WSJ: U.S. buyers are outbid in the natural-gas crunch.


Even with natural-gas prices surging to new heights and heating bills soaring across the U.S., much of the nation's import capacity remains idle.

The U.S. has four onshore terminals for receiving and processing imported gas, and they are processing only about half the volume they can handle. The reason: U.S. buyers are being aggressively outbid by Europeans and Asians for the limited number of cargoes available.

The supply crunch means natural-gas prices will stay high -- and sensitive to weather changes -- for years, even as the U.S. builds more terminals to handle overseas gas.

"There will be continued competition for supply, certainly through the end of the decade," says Martin Houston, president of North American operations for BG Group PLC, the largest importer of liquefied natural gas into the U.S.


High prices are one reason big producers are looking to boost North American gas production. This week, ConocoPhillips said it would pay $35.6 billion to acquire Burlington Resources Inc.. Eighty percent of Burlington's assets are North American gas.

But imports also are key. While the majority of natural gas consumed in the U.S. comes from North American wells, many aging fields can't produce more.


With U.S. production leveled off, the energy industry expected to compensate with imports from the Middle East and Africa, where excess supplies of the fuel are never brought to market. Instead, a pressing global shortage has developed, in part because of overseas competition. As the price of liquefied natural gas fell, a building boom began. While supply increased and the number of cargoes available for purchase on the spot market grew, so too did the number of new import terminals in other countries.

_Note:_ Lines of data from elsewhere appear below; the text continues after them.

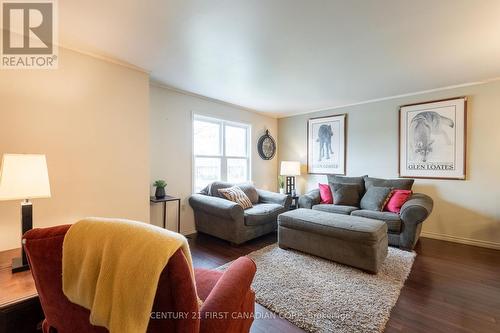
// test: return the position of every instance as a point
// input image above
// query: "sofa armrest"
(417, 208)
(309, 199)
(216, 206)
(276, 198)
(227, 296)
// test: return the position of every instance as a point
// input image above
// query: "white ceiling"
(289, 56)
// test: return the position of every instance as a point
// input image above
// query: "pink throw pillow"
(325, 194)
(397, 200)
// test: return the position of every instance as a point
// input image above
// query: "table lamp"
(290, 169)
(24, 177)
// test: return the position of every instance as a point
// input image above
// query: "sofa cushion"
(346, 194)
(262, 214)
(334, 179)
(375, 198)
(337, 209)
(391, 219)
(400, 184)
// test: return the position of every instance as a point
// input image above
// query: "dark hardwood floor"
(451, 288)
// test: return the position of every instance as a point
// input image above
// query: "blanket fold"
(112, 268)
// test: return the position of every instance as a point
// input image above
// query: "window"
(221, 151)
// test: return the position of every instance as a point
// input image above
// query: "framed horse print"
(432, 138)
(326, 138)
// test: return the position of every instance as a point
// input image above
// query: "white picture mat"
(449, 154)
(336, 163)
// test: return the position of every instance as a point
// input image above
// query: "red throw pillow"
(325, 194)
(398, 198)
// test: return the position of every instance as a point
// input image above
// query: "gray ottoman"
(350, 240)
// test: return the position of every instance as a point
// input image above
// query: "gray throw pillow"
(400, 184)
(213, 188)
(248, 188)
(250, 191)
(346, 194)
(334, 179)
(375, 198)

Global production capacity for natural gas, in liquefied form, is about 20 billion cubic feet, or about 600 million cubic meters, a day, but there are enough terminals around the globe to eat up twice that volume, according to the Federal Energy Regulatory Commission.

A global shortage has developed in recent months, amid supply glitches, cold weather in the U.K. and a drought in Spain, which has been turning to liquefied natural gas to make up for a shortfall in hydroelectric power.

In an extreme example of the situation, a tanker carrying liquefied natural gas last month arrived from Nigeria and idled in the Gulf of Mexico for a week -- during which prices in Europe rose -- before sailing on to Spain to unload its cargo. Recently, the Spanish have been willing to pay $2 to $3 per million BTUs above Gulf Coast spot prices, according to PIRA Energy Group, a New York consultant. South Koreans, meanwhile, are paying a premium of about $2 and the British a premium of $2 to $6.

Tom Ward too..

This has to be the most aggressive insider buying I've ever seen.